Aerating: Spring is the best time of the year for aerating your lawn. Aeration helps to loosen the top most layer of soil, which allows for fuller lawn growth. Aerating – especially for high-traffic lawns – allows much-needed oxygen, nutrients and water to reach grass roots.
Soil compaction can prevent adequate root growth and development. Since compaction is the problem you’re trying to treat by aerating, it’s important that you use hollow-core aeration equipment as opposed to a machine using solid spikes that actually compact the soil further. A core aerator will deposit many, many little plugs of soil and grass on top of your lawn. These plugs will deteriorate quickly and will not harm the grass.
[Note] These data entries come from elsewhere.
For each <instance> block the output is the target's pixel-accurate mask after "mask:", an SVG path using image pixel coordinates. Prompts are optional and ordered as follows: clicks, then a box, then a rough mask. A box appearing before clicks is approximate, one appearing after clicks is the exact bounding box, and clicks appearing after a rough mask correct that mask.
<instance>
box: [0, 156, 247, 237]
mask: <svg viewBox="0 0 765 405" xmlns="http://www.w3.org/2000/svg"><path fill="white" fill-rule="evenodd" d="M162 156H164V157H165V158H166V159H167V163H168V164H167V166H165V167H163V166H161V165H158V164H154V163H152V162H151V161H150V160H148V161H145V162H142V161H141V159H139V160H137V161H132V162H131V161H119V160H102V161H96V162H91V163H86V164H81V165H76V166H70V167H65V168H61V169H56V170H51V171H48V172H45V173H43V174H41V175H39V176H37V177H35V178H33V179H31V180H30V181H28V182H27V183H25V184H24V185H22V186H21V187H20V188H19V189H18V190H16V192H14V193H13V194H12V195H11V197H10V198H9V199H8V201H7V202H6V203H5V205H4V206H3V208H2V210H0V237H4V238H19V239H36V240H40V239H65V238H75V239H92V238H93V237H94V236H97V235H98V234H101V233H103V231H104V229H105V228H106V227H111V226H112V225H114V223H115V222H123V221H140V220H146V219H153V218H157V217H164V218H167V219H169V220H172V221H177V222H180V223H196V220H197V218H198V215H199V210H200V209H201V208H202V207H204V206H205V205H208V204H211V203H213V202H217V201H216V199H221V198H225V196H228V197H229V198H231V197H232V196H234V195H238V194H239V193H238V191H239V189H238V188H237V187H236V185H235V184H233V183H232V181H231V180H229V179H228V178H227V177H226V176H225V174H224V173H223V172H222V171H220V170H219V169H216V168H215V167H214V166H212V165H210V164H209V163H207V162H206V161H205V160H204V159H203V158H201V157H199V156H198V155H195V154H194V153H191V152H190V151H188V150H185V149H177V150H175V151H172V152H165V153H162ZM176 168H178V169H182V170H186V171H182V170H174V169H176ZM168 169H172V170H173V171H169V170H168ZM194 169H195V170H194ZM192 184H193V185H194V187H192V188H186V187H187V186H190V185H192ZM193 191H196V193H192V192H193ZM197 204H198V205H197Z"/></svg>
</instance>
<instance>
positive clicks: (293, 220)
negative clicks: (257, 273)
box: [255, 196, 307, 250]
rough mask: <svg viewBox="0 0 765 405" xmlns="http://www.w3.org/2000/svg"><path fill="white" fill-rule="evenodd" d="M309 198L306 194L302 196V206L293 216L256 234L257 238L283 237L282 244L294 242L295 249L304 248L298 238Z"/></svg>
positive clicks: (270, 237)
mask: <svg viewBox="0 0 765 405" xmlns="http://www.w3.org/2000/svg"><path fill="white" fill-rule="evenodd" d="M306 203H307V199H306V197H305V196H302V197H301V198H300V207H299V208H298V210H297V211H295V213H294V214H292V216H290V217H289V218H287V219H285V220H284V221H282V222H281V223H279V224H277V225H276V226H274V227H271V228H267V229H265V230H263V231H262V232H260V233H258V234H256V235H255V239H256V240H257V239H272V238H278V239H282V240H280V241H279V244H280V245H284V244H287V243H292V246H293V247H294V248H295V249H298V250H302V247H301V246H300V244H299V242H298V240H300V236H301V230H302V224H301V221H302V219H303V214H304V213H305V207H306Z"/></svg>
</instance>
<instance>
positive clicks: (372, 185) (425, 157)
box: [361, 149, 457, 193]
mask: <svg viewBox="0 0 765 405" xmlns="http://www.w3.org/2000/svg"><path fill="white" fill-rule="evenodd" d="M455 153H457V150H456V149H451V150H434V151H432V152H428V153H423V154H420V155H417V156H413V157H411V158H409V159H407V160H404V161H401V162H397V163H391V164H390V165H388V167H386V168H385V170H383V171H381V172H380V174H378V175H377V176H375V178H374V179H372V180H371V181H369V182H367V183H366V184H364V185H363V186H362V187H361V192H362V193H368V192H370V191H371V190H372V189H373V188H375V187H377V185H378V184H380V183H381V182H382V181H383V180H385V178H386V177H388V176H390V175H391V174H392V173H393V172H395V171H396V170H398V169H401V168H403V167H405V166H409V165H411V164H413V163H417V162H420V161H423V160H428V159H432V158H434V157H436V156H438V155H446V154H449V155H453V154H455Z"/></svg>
Many lawn devotees will aerate TWICE a year – in Spring and in Fall. I’m not that ambitious or obsessive so once a year in the spring suffices; sometimes even skipping a year with no concerns. But my lawn does not have a high level of traffic in most areas. The higher the traffic, the greater benefit aerating will have. Aerating in the Spring – after melting snows and typical Spring rains – ensures deep core penetration and maximum benefit. Too often aerating in Fall follows hot, dry summers and results in harder soil that will resist adequate penetration.
I would suggest going over very high traffic areas several times, overlapping as you go.
Many lawn owners will accompany aerating with overseeding. I’m not a big believer in overseeding (assuming you are observing other Healthy Lawn Behaviors), but overseeding can benefit struggling lawns.